MontrealGazette.com – business
November 30, 2011.    By Rick Goldman, Freelance

The Canadian camps of the Occupy Wall Street movement have now been cleared, with protesters vowing to shift to other forms of civil disobedience. The U.S. movement is still hanging on, in the face of sometimes-aggressive police action. Whatever shape the movement may take in the future, it might do well to adopt the recommendations in U.S. economist Dean Baker’s new e-book The End of Loser Liberalism as its policy manifesto.

Baker, the co-director of the Center for Economic and Policy Research, a liberal Washington-based think tank, was one of the few U.S. economists to warn about the inflating housing bubble – long before it collapsed, and at a time when U.S. Federal Reserve chairman Alan Greenspan was insisting that all was well.

The Occupy Wall Street movement has brought economic inequality to the forefront of public debate.

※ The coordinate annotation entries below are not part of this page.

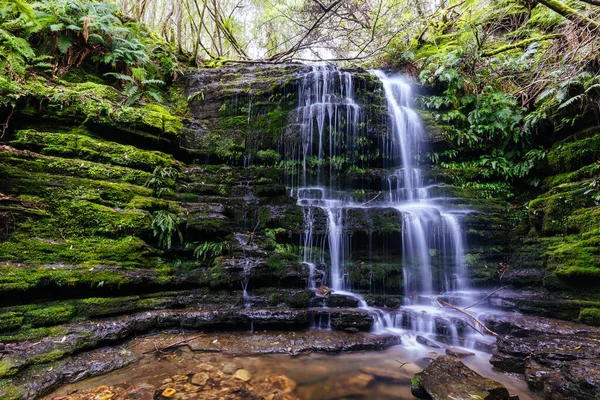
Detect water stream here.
[289,66,477,345]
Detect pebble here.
[233,368,252,382]
[192,372,209,386]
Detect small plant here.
[194,242,223,261]
[106,68,165,106]
[152,210,183,249]
[144,165,179,197]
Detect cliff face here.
[0,65,520,391]
[0,65,506,328]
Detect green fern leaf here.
[58,35,73,54]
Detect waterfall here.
[373,71,467,296]
[286,66,467,305]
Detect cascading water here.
[373,71,466,296]
[285,66,490,350]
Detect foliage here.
[144,165,179,197]
[194,242,224,261]
[152,210,183,249]
[106,68,165,106]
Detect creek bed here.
[45,331,539,400]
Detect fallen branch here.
[481,33,563,57]
[439,300,498,336]
[463,286,507,310]
[463,319,485,336]
[142,333,203,354]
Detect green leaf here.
[58,35,73,54]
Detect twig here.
[361,191,381,206]
[463,319,485,336]
[463,286,508,310]
[143,333,203,354]
[439,300,498,336]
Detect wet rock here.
[490,332,600,400]
[473,340,497,354]
[233,369,252,382]
[360,367,410,383]
[123,383,156,400]
[192,372,209,386]
[171,375,190,382]
[316,286,331,297]
[221,363,237,375]
[446,347,475,358]
[416,335,442,349]
[197,363,215,371]
[411,356,511,400]
[306,373,375,400]
[256,374,296,399]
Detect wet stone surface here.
[412,356,511,400]
[487,315,600,400]
[14,331,400,399]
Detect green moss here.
[0,325,66,342]
[76,296,139,317]
[24,306,74,327]
[0,311,23,331]
[32,349,67,364]
[0,151,152,186]
[54,200,150,237]
[285,290,315,308]
[11,130,176,171]
[0,234,151,268]
[543,162,600,190]
[0,360,18,378]
[113,104,183,137]
[547,230,600,285]
[0,265,131,292]
[547,128,600,172]
[567,207,600,233]
[0,385,25,400]
[529,183,592,236]
[578,308,600,326]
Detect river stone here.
[233,369,252,382]
[222,363,237,375]
[446,347,475,358]
[192,372,209,386]
[360,367,410,383]
[411,356,511,400]
[416,335,442,349]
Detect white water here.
[286,66,492,347]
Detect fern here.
[152,210,183,249]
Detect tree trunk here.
[538,0,600,29]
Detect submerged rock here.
[416,335,442,349]
[487,315,600,400]
[411,356,514,400]
[446,347,475,358]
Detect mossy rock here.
[0,234,152,268]
[578,308,600,326]
[24,306,74,327]
[76,296,139,317]
[113,104,183,137]
[285,290,315,308]
[566,207,600,233]
[0,311,23,331]
[547,128,600,172]
[11,129,177,171]
[547,230,600,286]
[0,151,152,186]
[529,182,593,236]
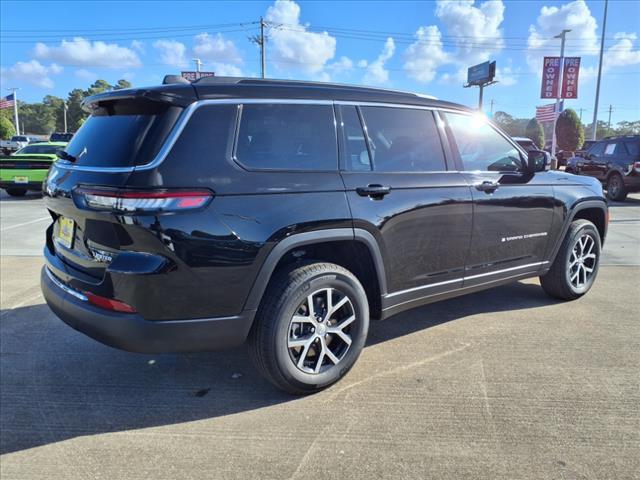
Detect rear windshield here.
[65,100,181,167]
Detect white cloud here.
[153,40,188,67]
[327,56,353,74]
[602,32,640,70]
[527,0,599,72]
[0,60,62,88]
[74,68,98,80]
[363,37,396,85]
[193,33,242,65]
[404,25,449,83]
[266,0,336,75]
[193,33,243,77]
[131,40,145,53]
[33,37,141,68]
[435,0,505,67]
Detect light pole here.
[591,0,609,140]
[551,29,571,157]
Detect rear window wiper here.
[56,150,77,162]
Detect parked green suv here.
[0,142,67,197]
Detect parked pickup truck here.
[0,135,39,155]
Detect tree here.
[113,78,132,90]
[556,108,584,152]
[524,118,544,148]
[0,116,16,140]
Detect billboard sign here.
[562,57,580,98]
[180,72,215,82]
[540,57,560,98]
[467,62,496,85]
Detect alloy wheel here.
[569,233,598,289]
[287,288,356,374]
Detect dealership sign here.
[181,72,215,82]
[540,57,580,99]
[467,62,496,85]
[562,57,580,98]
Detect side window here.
[444,113,522,172]
[589,142,606,157]
[361,107,446,172]
[236,104,338,170]
[626,142,640,157]
[340,105,371,171]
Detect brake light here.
[74,187,213,213]
[82,292,136,313]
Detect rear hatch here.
[43,86,195,283]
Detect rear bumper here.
[40,266,255,353]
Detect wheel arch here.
[548,200,609,265]
[244,228,387,318]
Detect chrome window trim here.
[386,261,549,298]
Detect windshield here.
[65,101,180,167]
[16,145,64,155]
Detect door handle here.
[476,181,500,193]
[356,184,391,200]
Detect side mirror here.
[527,150,551,173]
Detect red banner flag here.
[562,57,580,98]
[540,57,560,98]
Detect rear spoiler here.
[82,84,198,113]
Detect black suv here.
[567,135,640,202]
[41,78,607,393]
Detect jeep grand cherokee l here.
[41,78,607,394]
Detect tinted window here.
[445,113,522,172]
[589,142,606,156]
[65,101,179,167]
[341,106,371,171]
[361,107,446,172]
[236,104,338,170]
[626,142,640,157]
[16,145,64,155]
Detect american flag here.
[536,102,564,122]
[0,93,16,109]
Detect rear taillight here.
[73,187,213,213]
[82,292,136,313]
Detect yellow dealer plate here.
[58,217,76,248]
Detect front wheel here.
[607,173,627,202]
[249,263,369,395]
[540,220,601,300]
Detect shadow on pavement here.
[0,283,553,454]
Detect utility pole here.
[551,29,571,157]
[260,17,267,78]
[591,0,609,140]
[7,87,20,135]
[249,17,267,78]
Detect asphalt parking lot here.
[0,189,640,480]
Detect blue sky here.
[0,0,640,123]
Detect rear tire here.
[249,263,369,395]
[607,173,627,202]
[6,188,27,197]
[540,220,601,300]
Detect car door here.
[338,105,472,308]
[442,112,554,287]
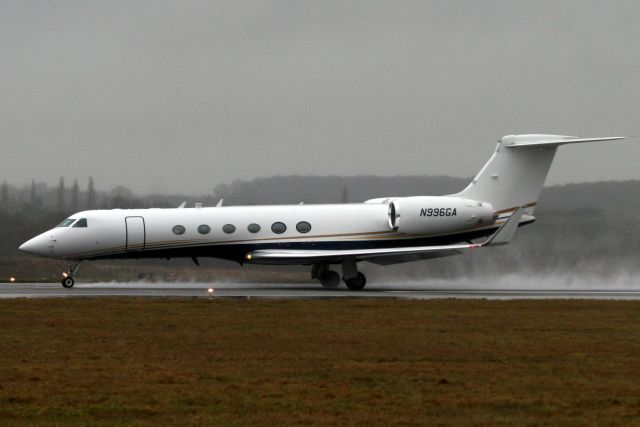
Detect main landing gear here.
[60,262,80,288]
[311,260,367,291]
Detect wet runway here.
[0,282,640,300]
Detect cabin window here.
[296,221,311,233]
[271,222,287,234]
[73,218,87,228]
[58,218,76,227]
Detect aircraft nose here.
[18,236,50,256]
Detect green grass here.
[0,299,640,425]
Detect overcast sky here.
[0,0,640,194]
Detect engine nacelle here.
[389,196,495,234]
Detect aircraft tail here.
[454,134,626,215]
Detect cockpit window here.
[58,218,76,227]
[73,218,87,228]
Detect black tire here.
[318,270,340,288]
[60,277,76,288]
[344,272,367,291]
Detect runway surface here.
[0,282,640,300]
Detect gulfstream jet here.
[20,135,624,290]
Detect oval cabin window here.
[296,221,311,233]
[271,222,287,234]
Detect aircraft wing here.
[246,208,524,265]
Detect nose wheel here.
[60,262,80,288]
[61,277,76,288]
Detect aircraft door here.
[125,216,145,251]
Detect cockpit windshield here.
[73,218,87,228]
[58,218,76,227]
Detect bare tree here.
[56,176,65,211]
[87,176,96,209]
[71,179,80,212]
[29,179,38,206]
[341,184,349,203]
[0,181,9,210]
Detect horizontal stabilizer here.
[500,135,627,147]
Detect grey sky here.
[0,0,640,193]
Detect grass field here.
[0,299,640,426]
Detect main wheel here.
[344,272,367,291]
[61,277,76,288]
[318,270,340,288]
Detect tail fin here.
[454,135,626,215]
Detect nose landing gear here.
[60,262,80,288]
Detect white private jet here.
[20,135,625,290]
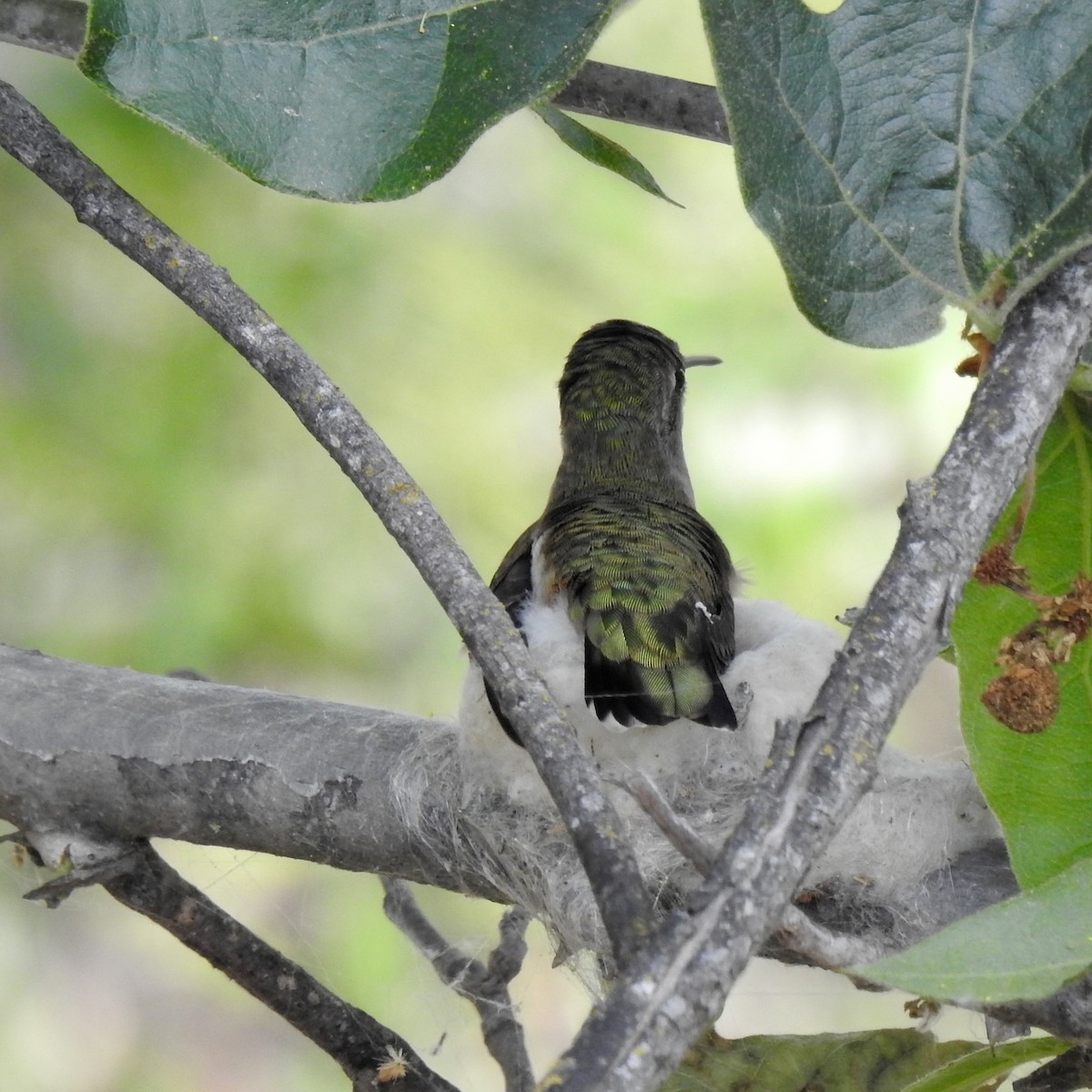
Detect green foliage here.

Baker argues that this inequality is the result of the neo-conservative revolution – kicked off by U.S. president Ronald Reagan in 1980 – of the rich using government intervention to funnel wealth from the vast majority to themselves.

Among the key policies of this upward redistribution of wealth have been an allout assault on unions; freetrade agreements that put U.S. workers in competition with low-wage workers overseas and thus make it easy to move production abroad; the Federal Reserve’s obsession with maintaining low inflation even at the cost of high unemployment; and, of course, financial deregulation that led to a bloated and wasteful financial sector.

These changes put the U.S. economy on a path fundamentally different from that of the three post-Second World War decades, during which workers benefitted from gains in productivity via wage increases and could thus support a robust level of domestic demand. Companies, in turn, had a strong incentive to reinvest in productive activities and further boost productivity, the benefits of which were passed on, in part, to workers.

The neo-conservative policies, by contrast, led to stagnating wages for the majority, sagging domestic demand and, consequently, less incentive to reinvest in domestic production. The growth engine of the U.S. economy shifted instead to “bubbles” (first, the tech-stock bubble of the 1990s, and then, the housing bubble of the past decade) that propped up consumer demand with the temporary wealth this demand created – until the bubbles inevitably burst.

It is therefore wrong, in Baker’s view, to blame the current economic downturn mainly on the financial crisis. The financial meltdown made things much worse must faster, but the underlying problem was the upward redistribution of income, which began decades earlier and laid the basis for the bubble economy.

The short-term solution is not rocket science. As Baker and others, such as New York Times columnist and Nobel economics laureate Paul Krugman, have argued, it has been clear since the Great Depression how to revive an economy suffering from insufficient demand: governments must increase spending (ideally on useful things like fixing bridges and hiring teachers and nurses) to stimulate the economy.